The young man who fetched me from Buenos Aires airport,
delivering me to a young woman in the city,
said with relief, ‘Entiende.’     ‘Understands.’
Understands Spanish, that is.
When I see stubble fields, I think of Keats
and of Jibanananda.
Jiban-ananda.  Life’s joy.  Twentieth-century Bengali poet.  Get it?
Many such poets live in me by the side
of others whose names look smarter in Roman script.
Walking in me, they happily exchange their dreams.
It isn’t me who is dislocated.              It’s just that others don’t know
the landscapes of kingdoms I carry in my layered pockets.
Maps live in me whose names look strange in English,
but that’s the function of a mappa mundi, isn’t it?
Myself, I find my locus everywhere,
accepting what the Isha Upanishad says,
that all this is in the Lord.
Maps of heaven and hell heave within this ark.
How can I be out of place
in this seamless unity, however uncharted in parts,
which, with the slightest puranic change of pace,
becomes the Lord’s body
gently snoring, between creations, on the primal ocean.

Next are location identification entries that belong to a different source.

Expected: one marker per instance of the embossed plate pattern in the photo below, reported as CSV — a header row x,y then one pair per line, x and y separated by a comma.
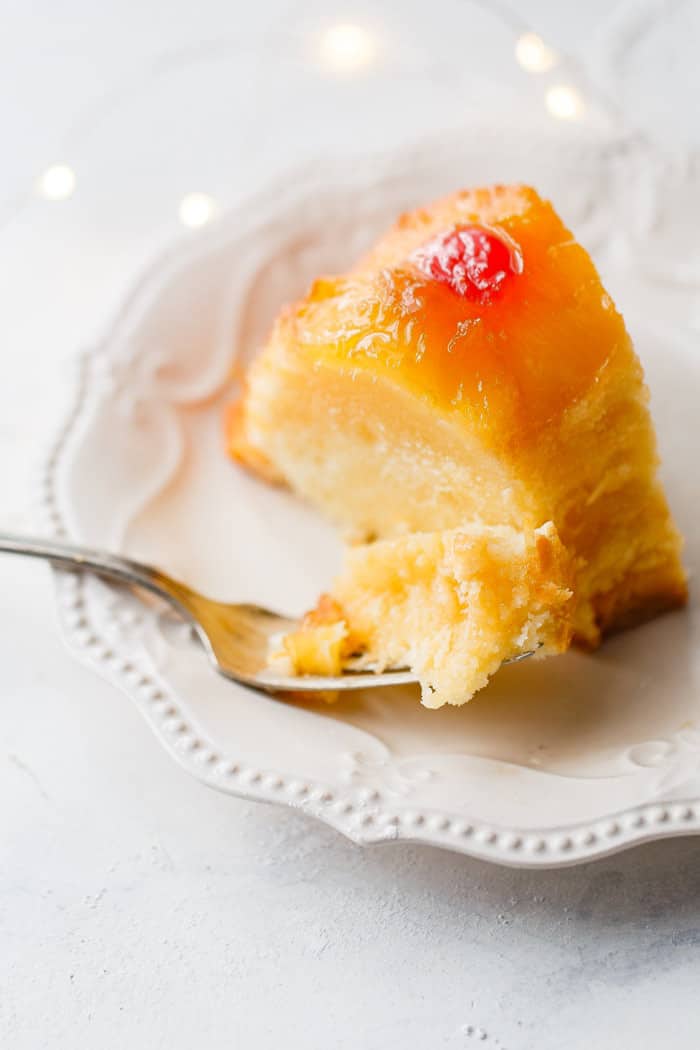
x,y
555,762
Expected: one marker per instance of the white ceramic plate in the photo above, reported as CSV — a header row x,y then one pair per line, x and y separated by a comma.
x,y
555,761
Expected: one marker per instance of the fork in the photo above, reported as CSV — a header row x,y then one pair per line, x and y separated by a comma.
x,y
236,637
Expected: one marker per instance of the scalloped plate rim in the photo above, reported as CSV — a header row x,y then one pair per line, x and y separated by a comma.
x,y
357,813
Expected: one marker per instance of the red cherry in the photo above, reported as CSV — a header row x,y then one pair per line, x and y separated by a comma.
x,y
473,260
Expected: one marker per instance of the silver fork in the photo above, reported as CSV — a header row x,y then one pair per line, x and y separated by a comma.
x,y
235,637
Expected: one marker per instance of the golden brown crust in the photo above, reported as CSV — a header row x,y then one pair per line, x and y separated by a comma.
x,y
241,449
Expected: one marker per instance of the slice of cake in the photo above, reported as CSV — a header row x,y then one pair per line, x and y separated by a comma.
x,y
451,605
470,372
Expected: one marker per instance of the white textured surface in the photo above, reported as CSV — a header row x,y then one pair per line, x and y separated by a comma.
x,y
140,909
553,763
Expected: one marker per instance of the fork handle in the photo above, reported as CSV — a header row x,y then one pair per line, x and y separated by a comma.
x,y
70,555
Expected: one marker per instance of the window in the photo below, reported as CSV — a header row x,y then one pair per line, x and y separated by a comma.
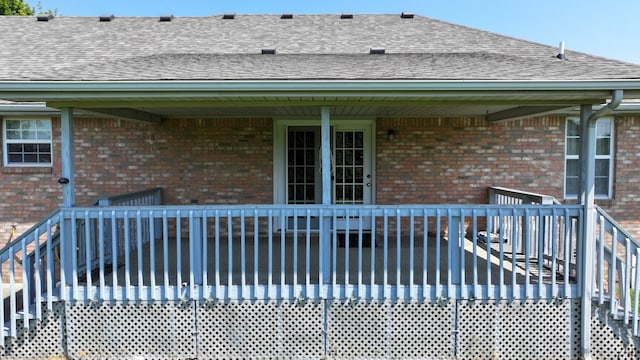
x,y
27,142
604,158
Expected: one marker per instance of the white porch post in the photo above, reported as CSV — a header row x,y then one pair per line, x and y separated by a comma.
x,y
68,168
325,138
586,247
68,193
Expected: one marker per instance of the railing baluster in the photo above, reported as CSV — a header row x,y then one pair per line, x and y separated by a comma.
x,y
165,253
243,254
282,252
37,275
626,284
636,293
295,254
26,283
127,260
526,232
88,259
612,273
346,249
101,251
554,248
152,255
398,254
308,254
256,239
74,256
50,269
270,257
600,267
114,255
385,255
229,249
425,254
411,247
178,292
205,255
140,253
217,254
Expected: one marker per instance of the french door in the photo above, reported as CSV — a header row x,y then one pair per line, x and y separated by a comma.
x,y
352,177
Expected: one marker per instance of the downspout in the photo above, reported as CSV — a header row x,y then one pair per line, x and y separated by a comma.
x,y
616,99
587,196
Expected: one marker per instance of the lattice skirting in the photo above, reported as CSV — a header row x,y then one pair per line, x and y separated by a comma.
x,y
320,330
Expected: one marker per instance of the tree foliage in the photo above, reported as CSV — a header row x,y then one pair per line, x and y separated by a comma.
x,y
15,7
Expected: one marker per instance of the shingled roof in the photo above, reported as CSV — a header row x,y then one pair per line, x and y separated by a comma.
x,y
307,47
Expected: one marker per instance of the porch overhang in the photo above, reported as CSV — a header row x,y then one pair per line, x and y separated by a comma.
x,y
151,101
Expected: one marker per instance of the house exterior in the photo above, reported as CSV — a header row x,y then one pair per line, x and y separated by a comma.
x,y
280,118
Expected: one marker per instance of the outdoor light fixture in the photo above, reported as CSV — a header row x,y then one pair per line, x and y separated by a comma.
x,y
391,134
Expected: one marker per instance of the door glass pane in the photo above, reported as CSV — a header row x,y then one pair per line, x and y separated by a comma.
x,y
301,174
349,182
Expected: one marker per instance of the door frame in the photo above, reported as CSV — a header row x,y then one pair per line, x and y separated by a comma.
x,y
280,129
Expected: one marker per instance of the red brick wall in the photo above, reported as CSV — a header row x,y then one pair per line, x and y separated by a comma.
x,y
229,161
438,160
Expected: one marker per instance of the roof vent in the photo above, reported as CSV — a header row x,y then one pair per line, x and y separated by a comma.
x,y
45,17
561,53
106,17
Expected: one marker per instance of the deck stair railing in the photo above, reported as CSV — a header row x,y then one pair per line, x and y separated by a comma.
x,y
513,232
149,197
617,280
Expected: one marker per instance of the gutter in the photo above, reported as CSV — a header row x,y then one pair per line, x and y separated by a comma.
x,y
616,99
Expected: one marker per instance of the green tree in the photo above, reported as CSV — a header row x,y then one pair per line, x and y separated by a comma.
x,y
15,7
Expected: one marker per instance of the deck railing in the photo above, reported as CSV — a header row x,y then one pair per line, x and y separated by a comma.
x,y
218,253
617,280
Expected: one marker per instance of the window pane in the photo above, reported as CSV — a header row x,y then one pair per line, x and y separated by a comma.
x,y
13,134
573,127
602,187
573,167
572,187
602,168
13,124
573,146
603,145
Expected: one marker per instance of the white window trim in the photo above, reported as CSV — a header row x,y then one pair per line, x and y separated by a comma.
x,y
610,157
5,141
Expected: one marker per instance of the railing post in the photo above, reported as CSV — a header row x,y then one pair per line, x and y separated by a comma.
x,y
325,136
587,243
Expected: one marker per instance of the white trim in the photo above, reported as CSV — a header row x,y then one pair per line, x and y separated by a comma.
x,y
5,142
610,157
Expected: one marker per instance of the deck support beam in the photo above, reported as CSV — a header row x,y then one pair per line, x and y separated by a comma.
x,y
325,138
67,181
586,247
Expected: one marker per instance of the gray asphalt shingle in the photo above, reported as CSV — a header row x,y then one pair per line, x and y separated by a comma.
x,y
308,47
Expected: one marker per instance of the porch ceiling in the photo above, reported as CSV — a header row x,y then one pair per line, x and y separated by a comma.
x,y
152,101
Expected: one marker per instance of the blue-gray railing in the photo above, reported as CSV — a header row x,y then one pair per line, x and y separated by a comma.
x,y
617,280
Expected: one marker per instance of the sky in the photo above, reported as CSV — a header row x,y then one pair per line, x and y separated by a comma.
x,y
605,28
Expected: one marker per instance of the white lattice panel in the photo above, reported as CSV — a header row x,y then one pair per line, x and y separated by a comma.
x,y
260,330
610,339
515,330
44,339
390,331
131,331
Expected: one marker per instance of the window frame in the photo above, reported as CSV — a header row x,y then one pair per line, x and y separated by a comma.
x,y
609,156
6,142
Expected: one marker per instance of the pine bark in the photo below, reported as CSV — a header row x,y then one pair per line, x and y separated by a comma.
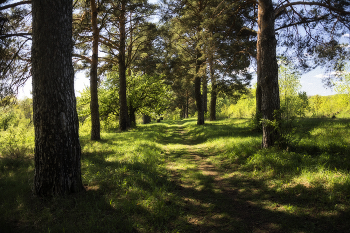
x,y
267,71
123,114
205,93
213,90
57,147
94,108
197,90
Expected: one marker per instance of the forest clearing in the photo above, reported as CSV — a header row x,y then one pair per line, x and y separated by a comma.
x,y
176,176
230,140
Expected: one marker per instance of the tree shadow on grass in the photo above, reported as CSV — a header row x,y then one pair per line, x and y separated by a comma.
x,y
242,206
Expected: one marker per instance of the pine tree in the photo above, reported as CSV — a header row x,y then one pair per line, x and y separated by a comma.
x,y
57,147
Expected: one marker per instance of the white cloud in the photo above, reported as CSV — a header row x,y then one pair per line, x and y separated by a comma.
x,y
320,76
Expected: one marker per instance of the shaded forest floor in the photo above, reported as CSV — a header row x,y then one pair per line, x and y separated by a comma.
x,y
179,177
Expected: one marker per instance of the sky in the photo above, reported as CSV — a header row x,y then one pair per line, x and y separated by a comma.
x,y
311,82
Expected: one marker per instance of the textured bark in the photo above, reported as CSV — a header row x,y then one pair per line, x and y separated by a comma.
x,y
187,104
123,114
213,90
57,147
205,94
267,70
146,119
94,108
132,116
197,92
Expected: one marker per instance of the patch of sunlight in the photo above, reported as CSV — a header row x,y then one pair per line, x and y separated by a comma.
x,y
325,178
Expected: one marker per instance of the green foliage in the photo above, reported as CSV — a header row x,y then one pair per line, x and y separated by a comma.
x,y
293,102
158,177
146,94
7,118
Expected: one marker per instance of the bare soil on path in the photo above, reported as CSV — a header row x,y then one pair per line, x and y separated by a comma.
x,y
217,200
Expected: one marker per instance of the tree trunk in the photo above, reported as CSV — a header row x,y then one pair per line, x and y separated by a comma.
x,y
57,147
94,108
205,94
123,114
132,116
267,71
187,104
146,119
197,91
213,90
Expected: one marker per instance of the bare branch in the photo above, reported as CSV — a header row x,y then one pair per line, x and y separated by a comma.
x,y
14,5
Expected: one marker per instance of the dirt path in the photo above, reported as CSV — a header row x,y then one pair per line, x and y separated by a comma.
x,y
216,201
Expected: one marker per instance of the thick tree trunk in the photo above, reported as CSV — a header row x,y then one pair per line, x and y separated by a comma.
x,y
57,147
213,90
187,104
132,116
197,91
123,114
205,94
94,108
267,71
146,119
213,102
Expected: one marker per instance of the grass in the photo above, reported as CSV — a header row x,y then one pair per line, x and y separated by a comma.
x,y
176,176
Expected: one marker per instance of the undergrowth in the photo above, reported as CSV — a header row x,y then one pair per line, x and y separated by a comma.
x,y
151,179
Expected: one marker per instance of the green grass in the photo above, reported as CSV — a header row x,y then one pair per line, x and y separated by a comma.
x,y
176,176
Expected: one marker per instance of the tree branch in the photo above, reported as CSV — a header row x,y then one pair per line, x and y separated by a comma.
x,y
14,5
279,10
16,34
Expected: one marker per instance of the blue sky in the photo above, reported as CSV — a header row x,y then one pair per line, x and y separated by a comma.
x,y
311,82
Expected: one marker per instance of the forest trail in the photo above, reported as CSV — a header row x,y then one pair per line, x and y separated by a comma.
x,y
215,200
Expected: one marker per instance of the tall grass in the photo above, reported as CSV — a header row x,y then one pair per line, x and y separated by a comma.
x,y
176,176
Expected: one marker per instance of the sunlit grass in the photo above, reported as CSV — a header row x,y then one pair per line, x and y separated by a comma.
x,y
175,176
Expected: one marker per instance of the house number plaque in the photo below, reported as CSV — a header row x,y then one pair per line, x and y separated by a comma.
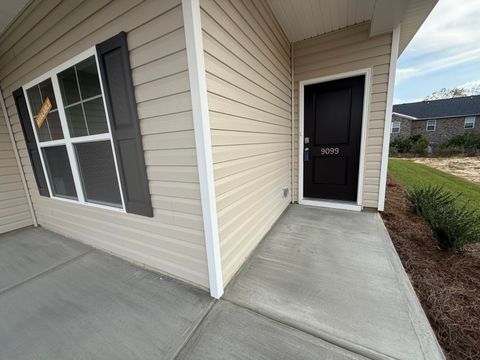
x,y
330,151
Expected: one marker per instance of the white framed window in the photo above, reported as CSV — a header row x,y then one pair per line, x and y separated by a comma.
x,y
75,141
469,122
395,127
431,125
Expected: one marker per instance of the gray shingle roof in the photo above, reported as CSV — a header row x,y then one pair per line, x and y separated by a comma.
x,y
460,106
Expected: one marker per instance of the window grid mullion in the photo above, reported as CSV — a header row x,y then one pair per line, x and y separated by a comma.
x,y
46,119
66,134
81,100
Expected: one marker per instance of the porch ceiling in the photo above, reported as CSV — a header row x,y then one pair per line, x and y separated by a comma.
x,y
303,19
8,11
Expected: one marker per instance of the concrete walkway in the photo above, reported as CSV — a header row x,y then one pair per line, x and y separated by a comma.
x,y
335,274
319,287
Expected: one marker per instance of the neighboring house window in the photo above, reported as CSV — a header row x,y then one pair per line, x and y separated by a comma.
x,y
75,141
395,127
469,122
431,125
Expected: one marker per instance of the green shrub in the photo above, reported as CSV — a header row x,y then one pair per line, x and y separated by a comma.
x,y
415,145
453,223
442,151
401,145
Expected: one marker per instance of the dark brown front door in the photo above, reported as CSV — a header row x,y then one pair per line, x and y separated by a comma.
x,y
332,136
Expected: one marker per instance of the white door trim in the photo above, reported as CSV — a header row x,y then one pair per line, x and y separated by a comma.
x,y
203,141
366,101
388,118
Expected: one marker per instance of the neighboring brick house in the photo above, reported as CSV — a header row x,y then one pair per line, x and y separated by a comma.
x,y
437,120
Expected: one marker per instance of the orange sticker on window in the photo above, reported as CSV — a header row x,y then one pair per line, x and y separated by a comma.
x,y
43,113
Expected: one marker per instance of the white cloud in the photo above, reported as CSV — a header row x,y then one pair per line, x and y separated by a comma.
x,y
449,37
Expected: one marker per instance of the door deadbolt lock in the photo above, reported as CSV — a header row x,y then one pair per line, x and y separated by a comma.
x,y
306,154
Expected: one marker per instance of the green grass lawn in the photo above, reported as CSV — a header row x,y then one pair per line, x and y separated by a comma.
x,y
411,174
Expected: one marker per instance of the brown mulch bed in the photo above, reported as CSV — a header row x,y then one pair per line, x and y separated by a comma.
x,y
447,284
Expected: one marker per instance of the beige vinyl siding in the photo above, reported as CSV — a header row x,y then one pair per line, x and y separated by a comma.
x,y
247,60
14,210
343,51
51,32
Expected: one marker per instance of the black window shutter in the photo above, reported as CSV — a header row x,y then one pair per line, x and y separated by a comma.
x,y
116,77
32,147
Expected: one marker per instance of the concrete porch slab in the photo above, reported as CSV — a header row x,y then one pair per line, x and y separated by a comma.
x,y
231,332
330,273
96,307
28,252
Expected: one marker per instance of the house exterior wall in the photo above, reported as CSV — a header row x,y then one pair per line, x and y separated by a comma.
x,y
405,127
445,129
50,32
247,59
343,51
14,210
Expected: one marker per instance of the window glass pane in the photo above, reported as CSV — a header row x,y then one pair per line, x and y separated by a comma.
x,y
95,114
80,88
46,89
76,121
53,122
88,78
34,99
97,169
51,128
68,86
59,172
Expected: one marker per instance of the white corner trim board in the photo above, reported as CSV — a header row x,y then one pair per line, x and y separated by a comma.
x,y
388,118
203,142
17,158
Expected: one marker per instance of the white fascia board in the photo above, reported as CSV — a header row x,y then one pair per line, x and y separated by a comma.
x,y
388,118
203,142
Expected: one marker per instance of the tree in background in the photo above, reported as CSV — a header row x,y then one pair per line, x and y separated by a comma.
x,y
473,89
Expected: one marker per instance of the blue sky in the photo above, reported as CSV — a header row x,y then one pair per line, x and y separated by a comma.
x,y
444,53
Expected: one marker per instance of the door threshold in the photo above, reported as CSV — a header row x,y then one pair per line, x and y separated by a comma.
x,y
331,204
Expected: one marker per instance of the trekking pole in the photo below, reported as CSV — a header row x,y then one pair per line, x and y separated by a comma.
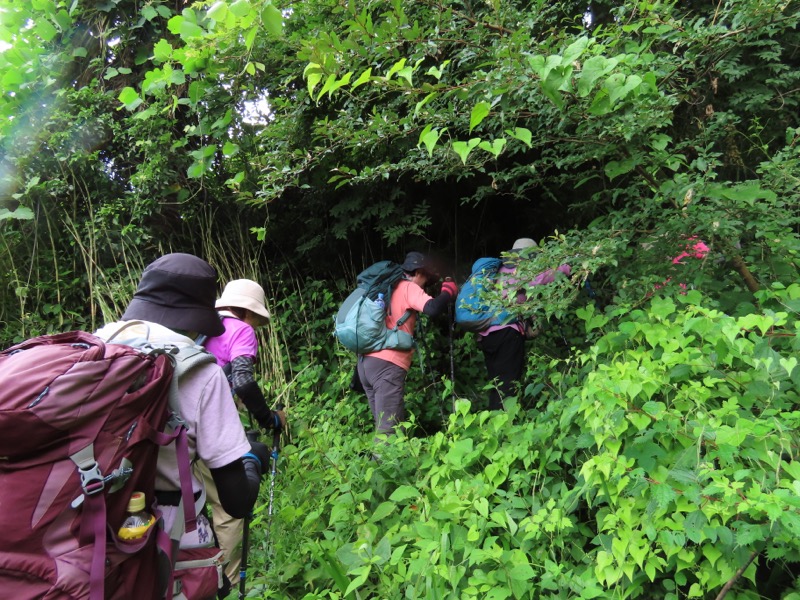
x,y
276,440
245,547
253,437
451,325
276,437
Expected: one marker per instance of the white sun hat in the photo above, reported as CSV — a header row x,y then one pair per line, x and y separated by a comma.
x,y
244,293
523,243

Gaps yawn in the soup, but we stir with the spoon of language
and close those gaps.              The mindlessness
with which they searched me at John F. Kennedy airport
for drugs, when I returned from Buenos Aires!
It happened because I was not inside their map.
Amongst all those passengers on that interminable flight
from the southern port of good breezes to northern Nueva York
I was the odd one out –
in a sari, carrying a British passport, heavy with the aftermath of flu,
claiming that I had gone to Argentina
for literary researches!
I let them sift through my saris, my used paper hankies,
the pages of my Spanish-English dictionary.
                                     In the end communication prevailed
and they let me go, but they had bust my suitcase lock.
Now this couldn’t have happened at Calcutta airport,
for they would have known my name even on the UK passport
and claimed me as part of their poetry map.

So language is a border, and a passport across borders as well.
Key to the walled garden of a lost incarnation, sharp with lime blossoms.
Telescope to a future which is being sculpted.           For ever Miralrío,
love’s outpost, looking towards La Plata.
And here’s just a little of my scrolled cartography
unrolled for you, but without its diacritics.
These I’ve omitted, lest they increase confusion.


Ketaki Kushari Dyson,

Written in English. This poem was written for Britain’s Southern Arts and Poetry Society for their Poetry Map project. It was later included in my collection Memories of Argentina and Other Poems, Virgilio Libro, Kidlington, Oxfordshire, 1999.